Alteogen’s breakout Q1 overshadowed by US scrutiny of subcutaneous drug combos

Alteogen shattered its own sales record in the first quarter of 2025, riding a $45 million upfront payment from AstraZeneca and a surge in ALT-B4 product sales. Still, investors pulled back, as new U.S. drug pricing rules threaten to narrow what qualifies as a "new" combination therapy.

Shares fell 3.88 percent on Wednesday to close at 334,500 won ($239) on the Kosdaq, even after the Korean biotech reported a 253 percent year-over-year increase in operating profit to 61 billion won ($44 million) and total revenue reaching a record 83.7 billion won. 

The stock dropped as low as 319,500 won during intraday trading and had recovered slightly to 329,500 won as of 11:50 a.m. on Thursday.

The sell-off followed earnings released post-market Tuesday, highlighting a breakout quarter for the company’s Hybrozyme platform. ALT-B4, the centerpiece of that platform, is a recombinant human hyaluronidase that breaks down hyaluronic acid in subcutaneous tissue, allowing intravenous (IV) drugs to be reformulated as subcutaneous (SC) injections. The technology is currently licensed to six global pharmaceutical partners.

The company says it’s seeing royalty inflows from China for its Herceptin biosimilar ALT-L2, and revenue from Terugase -- its standalone ALT-B4 product -- is helping “steadily expand” its base, a spokesperson said. “Our vision of transforming from a biotech company into a global biopharmaceutical player is becoming more tangible,” the spokesperson said, adding that the company aims to sign two new licensing deals each year.

The March licensing deal with British pharma AstraZeneca, worth up to $1.35 billion, granted exclusive rights to ALT-B4 for three oncology programs and delivered Alteogen the largest upfront payment in its history. Additional revenue came from raw material supply ahead of the expected launch of the first ALT-B4-enabled SC drug—a reformulated version of Keytruda (pembrolizumab) that is currently under FDA review, with a decision anticipated by Sept. 23 and commercial launch planned for Oct 1.

Despite the commercial momentum, regulatory uncertainty is mounting. On Tuesday, local time, the U.S. Centers for Medicare & Medicaid Services (CMS) released revised draft guidance under the Inflation Reduction Act’s drug price negotiation program, tightening the criteria for fixed-dose combination therapies to be considered new drugs. 
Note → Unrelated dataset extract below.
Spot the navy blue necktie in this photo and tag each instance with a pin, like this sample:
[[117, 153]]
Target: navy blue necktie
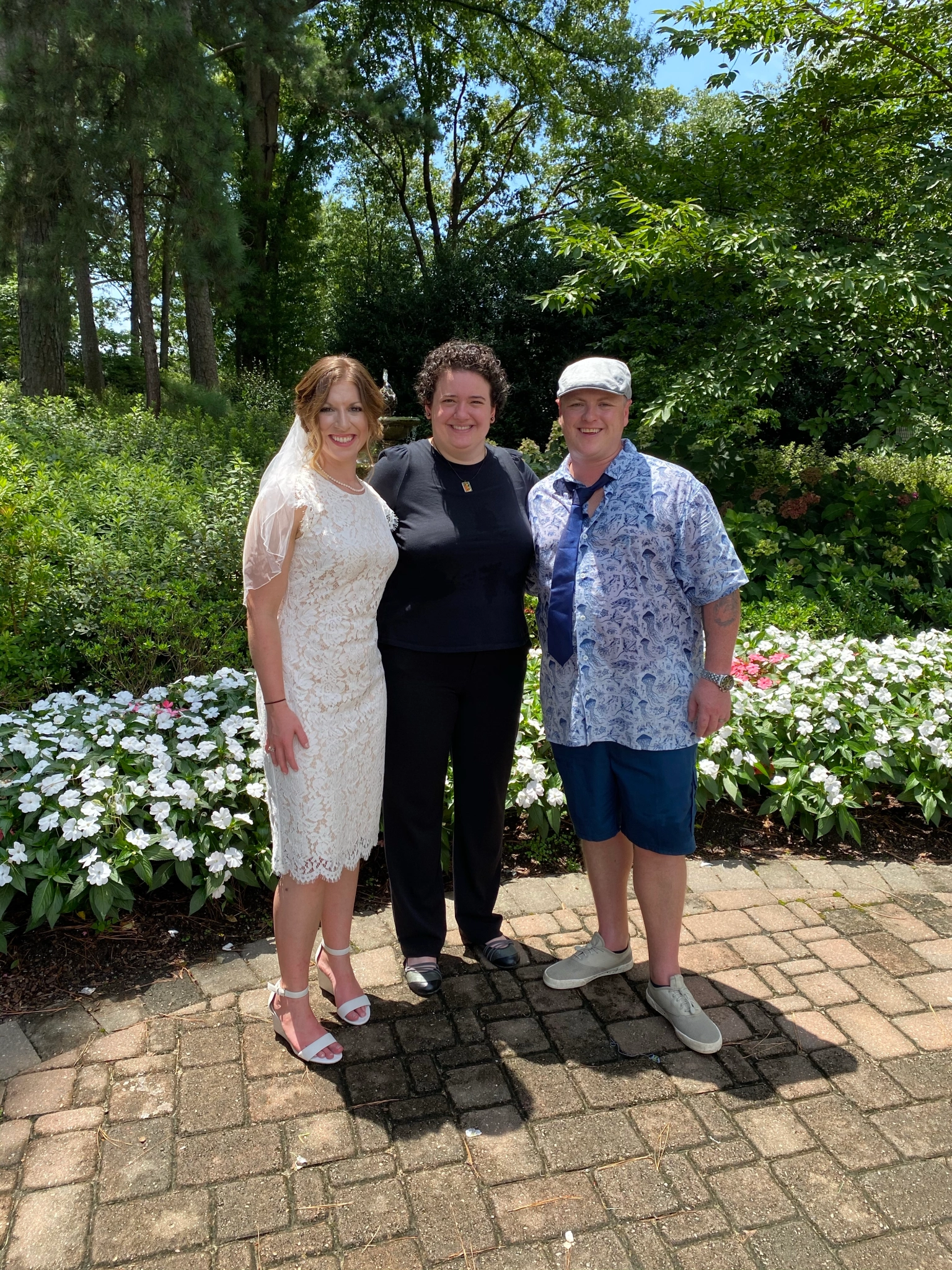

Under the updated framework, only combinations that offer a “clinically meaningful difference” will be exempt from being grouped with single-agent products. Otherwise, they will be evaluated alongside existing drugs that share the same active moiety, potentially undermining pricing power.

“There may exist fixed combination drugs for which one of the active ingredients... is not biologically active against the disease state,” CMS wrote. “In such cases, the addition does not result in a clinically meaningful difference.”

That clarification could cloud the outlook for SC reformulations -- unless, as Alteogen maintains, the clinical benefits are substantial.

“SC formulations developed using ALT-B4 meet the current criteria to be considered new drugs,” the company said in a shareholder update Wednesday. “These formulations not only reduce administration time but also regulate drug absorption, potentially reducing side effects compared to IV. These attributes may lead to safer, more effective treatments and constitute what we believe to be a clinically meaningful difference.”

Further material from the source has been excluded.